REASONS FOR JUDGMENT
INTRODUCTION
[1] The applicant was charged with assault with a weapon on October 6, 2015, as a result of an incident that occurred on a Toronto Transit Commission bus. The complainant on that charge was the bus driver, Marlon John. The Crown ultimately withdrew the charge against the applicant on December 16, 2015.
[2] The applicant laid a private information for assault and assault causing bodily harm against Mr. John on March 8, 2017. Process was issued and the Crown intervened and assumed carriage of the prosecution at the conclusion of the pre-enquete hearing at the Ontario Court of Justice. On March 16, 2018, as a result of pre-trial discussions, Mr. John pleaded guilty to assault and was sentenced to an absolute discharge. The applicant strongly objects to the content of the agreed statement of facts as well as the sentence imposed.
[3] The applicant started a civil action against the Attorney General, the Toronto Police Service and the Toronto Transit Commission on February 10, 2016. The action against the Attorney General was dismissed on July 21, 2016. Additionally, the applicant has attempted to commence further litigation concerning R. v. John since the Crown took over carriage of the matter.
Other Related Litigation
[4] The applicant filed an application for prohibition in the Superior Court of Justice on August 1, 2017, to prevent the Crown from assuming carriage of the prosecution in R v. John. I dismissed the application on August 8, 2017.
[5] The applicant further filed an application in the Superior Court of Justice seeking disclosure of the Crown’s case against Mr. John and to transfer the case to the “Torah Unified Court”. The Honourable Madame Justice Corrick dismissed that application on September 11, 2017.
[6] Following the conviction of Mr. John, the applicant purported to appeal the conviction and sentence. The appeal was dismissed by The Honourable Mr. Justice Campbell on April 13, 2018. The issue of standing was not canvassed in that case. I am told that the applicant has appealed this decision to the Court of Appeal for Ontario.
[7] The applicant returned to the Ontario Court of Justice to lay an additional private information for obstruct justice against 10 members of the Toronto Police Service and the Crown with carriage of the prosecution against Mr. John. The Justice of the Peace refused to issue process as the applicant was not in possession of photo identification. In July 2018, the applicant brought an application for mandamus in the Superior Court of Justice as a result of process not issuing. The Honourable Mr. Justice Faieta found the Justice of the Peace did commit a jurisdictional error in not issuing process but found the grounds for the obstruct against the police and the Crown were non-existent. In addition, The Honourable Mr. Justice Faieta declared the applicant a vexatious litigant.
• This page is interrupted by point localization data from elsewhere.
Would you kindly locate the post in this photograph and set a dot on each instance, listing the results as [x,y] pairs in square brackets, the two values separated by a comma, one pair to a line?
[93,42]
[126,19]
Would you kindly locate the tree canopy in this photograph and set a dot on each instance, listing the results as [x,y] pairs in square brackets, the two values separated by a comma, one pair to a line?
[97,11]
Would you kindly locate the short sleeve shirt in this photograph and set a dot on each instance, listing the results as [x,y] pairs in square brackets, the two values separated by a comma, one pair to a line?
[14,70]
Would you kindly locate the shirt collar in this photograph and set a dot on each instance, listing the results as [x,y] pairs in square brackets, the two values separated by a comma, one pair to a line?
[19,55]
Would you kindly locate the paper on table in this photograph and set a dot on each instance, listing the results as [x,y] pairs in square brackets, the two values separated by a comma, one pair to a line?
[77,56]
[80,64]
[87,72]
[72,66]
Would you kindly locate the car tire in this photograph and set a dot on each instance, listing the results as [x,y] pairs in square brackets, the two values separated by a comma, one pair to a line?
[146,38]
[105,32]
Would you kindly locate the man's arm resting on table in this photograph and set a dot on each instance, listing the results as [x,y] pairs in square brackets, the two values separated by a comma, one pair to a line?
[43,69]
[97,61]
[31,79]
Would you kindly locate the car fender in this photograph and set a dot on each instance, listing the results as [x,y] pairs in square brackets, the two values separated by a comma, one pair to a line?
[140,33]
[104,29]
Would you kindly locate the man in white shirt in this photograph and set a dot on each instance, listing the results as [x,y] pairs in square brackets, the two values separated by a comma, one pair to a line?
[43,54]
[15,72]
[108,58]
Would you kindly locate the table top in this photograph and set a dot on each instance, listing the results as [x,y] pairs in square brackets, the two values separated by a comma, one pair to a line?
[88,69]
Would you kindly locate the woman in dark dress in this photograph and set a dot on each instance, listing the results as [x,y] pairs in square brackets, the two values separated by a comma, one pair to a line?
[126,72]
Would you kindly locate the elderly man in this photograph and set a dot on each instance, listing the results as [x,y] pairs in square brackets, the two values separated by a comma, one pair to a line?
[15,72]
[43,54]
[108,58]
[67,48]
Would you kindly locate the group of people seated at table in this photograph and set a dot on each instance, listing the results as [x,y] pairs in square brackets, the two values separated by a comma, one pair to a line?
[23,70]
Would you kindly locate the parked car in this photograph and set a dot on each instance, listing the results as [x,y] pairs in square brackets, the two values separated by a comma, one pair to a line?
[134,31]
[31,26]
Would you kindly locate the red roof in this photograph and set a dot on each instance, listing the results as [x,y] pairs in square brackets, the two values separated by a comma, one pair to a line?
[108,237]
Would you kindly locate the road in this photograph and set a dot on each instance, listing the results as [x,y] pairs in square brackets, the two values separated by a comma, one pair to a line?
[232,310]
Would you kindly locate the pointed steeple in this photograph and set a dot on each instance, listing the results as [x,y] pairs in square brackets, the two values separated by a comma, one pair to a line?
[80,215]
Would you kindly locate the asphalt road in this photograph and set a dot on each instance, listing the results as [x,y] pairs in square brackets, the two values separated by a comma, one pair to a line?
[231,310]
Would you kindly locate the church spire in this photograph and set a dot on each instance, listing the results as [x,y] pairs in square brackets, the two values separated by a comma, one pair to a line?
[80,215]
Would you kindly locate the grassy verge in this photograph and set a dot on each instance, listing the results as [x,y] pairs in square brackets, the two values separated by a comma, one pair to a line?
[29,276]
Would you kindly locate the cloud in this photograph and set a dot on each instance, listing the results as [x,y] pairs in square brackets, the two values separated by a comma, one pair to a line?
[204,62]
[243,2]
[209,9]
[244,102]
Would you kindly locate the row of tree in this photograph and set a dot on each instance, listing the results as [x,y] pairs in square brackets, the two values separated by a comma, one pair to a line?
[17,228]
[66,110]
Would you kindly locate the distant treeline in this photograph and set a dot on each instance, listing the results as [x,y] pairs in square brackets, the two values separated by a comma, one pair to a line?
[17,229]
[8] Ultimately, process did issue against the 10 police officers and the Crown intervened and assumed carriage of the prosecution and stayed the charges. The applicant then made an application for mandamus in the Superior Court of Justice to extend the stay of proceedings for an additional 12 months. The Crown brought an application to dismiss on the basis that the applicant had no standing as the Crown had intervened and assumed carriage of the prosecution. On October 12, 2018, The Honourable Madame Justice Forestell ruled the relief sought by the applicant was unavailable and did not address the issue of standing.
The Current Application
[9] On November 25, 2019, the applicant sought orders in the Superior Court of Justice seeking judicial review and an order quashing the pleading, trial, agreed statement of facts, conviction and sentencing of Marlon John. The applicant also alleged there were constitutional issues and that the Attorney General had abused the process.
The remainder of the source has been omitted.